File Under: "NOW They Tell Us, Part II" | The Source Weekly - Bend

File Under: "NOW They Tell Us, Part II"

At the end of last month, the folks in Bend (well, those of them who hadn't been paying attention) were stunned by the news that

At the end of last month, the folks in Bend (well, those of them who hadn't been paying attention) were stunned by the news that Cessna was closing its manufacturing plant here and laying off its last 200 workers.


Turns out, though, that Cessna had been planning to close the Bend plant all along. At least that's how The Eye reads the comment by Cessna spokesman Doug Oliver in yesterday's Bulletin.

Oliver told Bulletin reporter Keith Chu that Cessna already was shifting some of the manufacturing to Chihuahua, Mexico, and would have moved it all there if the drop in business because of the recession hadn't made it necessary to shut down entirely.

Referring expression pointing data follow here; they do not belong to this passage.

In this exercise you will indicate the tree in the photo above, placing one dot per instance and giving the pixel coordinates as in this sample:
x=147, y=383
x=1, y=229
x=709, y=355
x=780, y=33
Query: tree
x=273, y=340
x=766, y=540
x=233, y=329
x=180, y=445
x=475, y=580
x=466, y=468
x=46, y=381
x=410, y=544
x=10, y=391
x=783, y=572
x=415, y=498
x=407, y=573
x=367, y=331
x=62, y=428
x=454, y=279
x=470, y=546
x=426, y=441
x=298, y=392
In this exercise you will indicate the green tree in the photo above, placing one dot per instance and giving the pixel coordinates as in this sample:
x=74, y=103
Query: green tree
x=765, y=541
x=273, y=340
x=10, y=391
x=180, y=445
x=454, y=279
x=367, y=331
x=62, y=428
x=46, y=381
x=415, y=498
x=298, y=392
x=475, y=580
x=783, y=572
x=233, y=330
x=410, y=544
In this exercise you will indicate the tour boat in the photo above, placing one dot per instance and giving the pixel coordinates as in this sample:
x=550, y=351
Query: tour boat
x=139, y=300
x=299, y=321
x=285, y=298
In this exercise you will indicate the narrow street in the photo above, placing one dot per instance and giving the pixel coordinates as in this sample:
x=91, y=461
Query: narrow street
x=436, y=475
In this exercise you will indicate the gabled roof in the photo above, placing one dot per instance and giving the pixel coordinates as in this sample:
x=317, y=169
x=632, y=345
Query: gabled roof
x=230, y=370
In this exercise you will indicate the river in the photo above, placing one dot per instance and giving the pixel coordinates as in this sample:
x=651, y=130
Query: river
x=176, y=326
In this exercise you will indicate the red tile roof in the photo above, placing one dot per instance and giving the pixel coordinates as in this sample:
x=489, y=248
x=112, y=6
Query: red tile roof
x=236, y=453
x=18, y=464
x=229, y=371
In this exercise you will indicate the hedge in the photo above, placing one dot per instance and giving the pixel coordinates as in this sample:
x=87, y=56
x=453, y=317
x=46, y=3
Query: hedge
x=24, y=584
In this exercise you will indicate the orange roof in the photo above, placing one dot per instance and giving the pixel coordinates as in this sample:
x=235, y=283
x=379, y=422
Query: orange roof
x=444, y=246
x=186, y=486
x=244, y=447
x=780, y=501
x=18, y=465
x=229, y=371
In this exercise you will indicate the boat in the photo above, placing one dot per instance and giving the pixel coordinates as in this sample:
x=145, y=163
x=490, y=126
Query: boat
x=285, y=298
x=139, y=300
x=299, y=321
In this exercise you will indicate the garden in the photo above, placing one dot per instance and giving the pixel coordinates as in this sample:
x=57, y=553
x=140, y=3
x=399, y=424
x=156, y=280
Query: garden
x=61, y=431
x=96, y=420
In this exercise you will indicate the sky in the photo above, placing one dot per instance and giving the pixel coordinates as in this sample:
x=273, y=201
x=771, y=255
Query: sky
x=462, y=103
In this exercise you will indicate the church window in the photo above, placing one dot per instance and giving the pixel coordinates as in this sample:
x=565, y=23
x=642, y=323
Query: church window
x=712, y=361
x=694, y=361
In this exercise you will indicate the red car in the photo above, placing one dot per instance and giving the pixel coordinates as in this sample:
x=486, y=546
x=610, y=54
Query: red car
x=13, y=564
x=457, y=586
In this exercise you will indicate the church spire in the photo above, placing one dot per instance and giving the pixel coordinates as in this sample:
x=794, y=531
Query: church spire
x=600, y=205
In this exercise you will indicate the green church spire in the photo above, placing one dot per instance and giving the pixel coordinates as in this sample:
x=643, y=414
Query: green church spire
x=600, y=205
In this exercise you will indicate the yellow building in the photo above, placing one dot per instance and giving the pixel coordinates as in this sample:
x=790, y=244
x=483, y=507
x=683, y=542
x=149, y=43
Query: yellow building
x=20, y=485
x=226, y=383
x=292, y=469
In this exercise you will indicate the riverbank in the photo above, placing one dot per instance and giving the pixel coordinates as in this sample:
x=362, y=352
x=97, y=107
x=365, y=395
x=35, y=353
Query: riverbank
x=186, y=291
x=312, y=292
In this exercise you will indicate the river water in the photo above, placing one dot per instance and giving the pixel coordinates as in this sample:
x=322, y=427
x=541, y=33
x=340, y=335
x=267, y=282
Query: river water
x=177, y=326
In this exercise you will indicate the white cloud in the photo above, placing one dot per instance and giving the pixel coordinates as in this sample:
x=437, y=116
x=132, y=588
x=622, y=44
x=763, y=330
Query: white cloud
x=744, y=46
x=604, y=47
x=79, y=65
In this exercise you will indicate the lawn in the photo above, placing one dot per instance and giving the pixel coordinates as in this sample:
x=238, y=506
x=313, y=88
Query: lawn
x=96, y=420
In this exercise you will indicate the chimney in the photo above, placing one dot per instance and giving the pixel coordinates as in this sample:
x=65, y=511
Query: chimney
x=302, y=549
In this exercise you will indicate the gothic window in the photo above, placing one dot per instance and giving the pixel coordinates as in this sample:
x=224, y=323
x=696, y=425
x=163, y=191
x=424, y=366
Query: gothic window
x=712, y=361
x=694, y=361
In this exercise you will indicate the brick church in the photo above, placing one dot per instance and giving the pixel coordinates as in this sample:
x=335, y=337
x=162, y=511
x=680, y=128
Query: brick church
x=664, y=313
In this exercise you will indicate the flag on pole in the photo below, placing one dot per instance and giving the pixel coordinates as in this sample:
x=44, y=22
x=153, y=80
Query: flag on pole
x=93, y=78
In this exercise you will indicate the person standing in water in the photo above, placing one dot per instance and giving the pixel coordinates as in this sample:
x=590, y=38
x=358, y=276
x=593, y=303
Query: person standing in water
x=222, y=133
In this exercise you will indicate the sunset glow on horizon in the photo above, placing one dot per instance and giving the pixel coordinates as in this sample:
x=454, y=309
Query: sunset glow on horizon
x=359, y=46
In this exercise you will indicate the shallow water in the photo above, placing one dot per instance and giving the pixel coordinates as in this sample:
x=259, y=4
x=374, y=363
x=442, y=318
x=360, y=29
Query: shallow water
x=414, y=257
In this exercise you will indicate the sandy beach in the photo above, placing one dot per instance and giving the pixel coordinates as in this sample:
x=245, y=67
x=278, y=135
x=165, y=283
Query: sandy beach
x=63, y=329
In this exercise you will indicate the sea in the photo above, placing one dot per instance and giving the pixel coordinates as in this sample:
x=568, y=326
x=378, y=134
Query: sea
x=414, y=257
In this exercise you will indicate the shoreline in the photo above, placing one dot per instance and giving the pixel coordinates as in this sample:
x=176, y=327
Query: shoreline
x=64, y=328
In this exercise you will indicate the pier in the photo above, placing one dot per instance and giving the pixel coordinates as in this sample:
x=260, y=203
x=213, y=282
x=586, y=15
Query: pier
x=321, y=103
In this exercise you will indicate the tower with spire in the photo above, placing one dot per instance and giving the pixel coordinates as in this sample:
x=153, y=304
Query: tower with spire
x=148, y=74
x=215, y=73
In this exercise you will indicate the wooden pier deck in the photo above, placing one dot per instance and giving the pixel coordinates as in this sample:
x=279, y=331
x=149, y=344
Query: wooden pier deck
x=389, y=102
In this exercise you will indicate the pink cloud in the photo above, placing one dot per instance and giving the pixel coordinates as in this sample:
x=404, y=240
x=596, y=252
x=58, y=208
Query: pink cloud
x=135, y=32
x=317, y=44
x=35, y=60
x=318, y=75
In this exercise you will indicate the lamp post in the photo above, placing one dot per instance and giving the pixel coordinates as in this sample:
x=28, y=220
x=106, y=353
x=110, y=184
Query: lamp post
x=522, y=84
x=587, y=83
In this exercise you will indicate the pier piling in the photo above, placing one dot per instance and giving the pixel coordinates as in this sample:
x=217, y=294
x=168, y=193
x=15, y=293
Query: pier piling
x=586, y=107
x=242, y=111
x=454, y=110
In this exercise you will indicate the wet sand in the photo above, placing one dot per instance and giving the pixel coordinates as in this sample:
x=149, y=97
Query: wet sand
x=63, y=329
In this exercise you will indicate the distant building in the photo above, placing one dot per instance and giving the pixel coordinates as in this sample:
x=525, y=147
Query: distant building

"It was in the process of happening when the decision was made to close plant," Oliver said. "That was always the plan - to move work where we had facilities to better do the work."

Not to mention workers to do it more cheaply.

Needless to say, although it "was always the plan" to ship Bend's jobs south of the border, Cessna officials didn't say anything about it when they talked the city into spending $1.5 million on an airport expansion or when they were demanding that it spend another bundle on a tower for the airport. (The city would've done it, too, if the move hadn't been blocked by a 2-1 vote of the Deschutes County Commission. Thank you, Commissioners Dennis Luke and Tammy Baney.)

The Cessna story beautifully illustrates how a big corporation can blow into a town and play the local yokels for suckers - and why it's important to include clawback provisions in any future contracts with companies that come here waving promises of family-wage jobs in return for tax breaks and other goodies.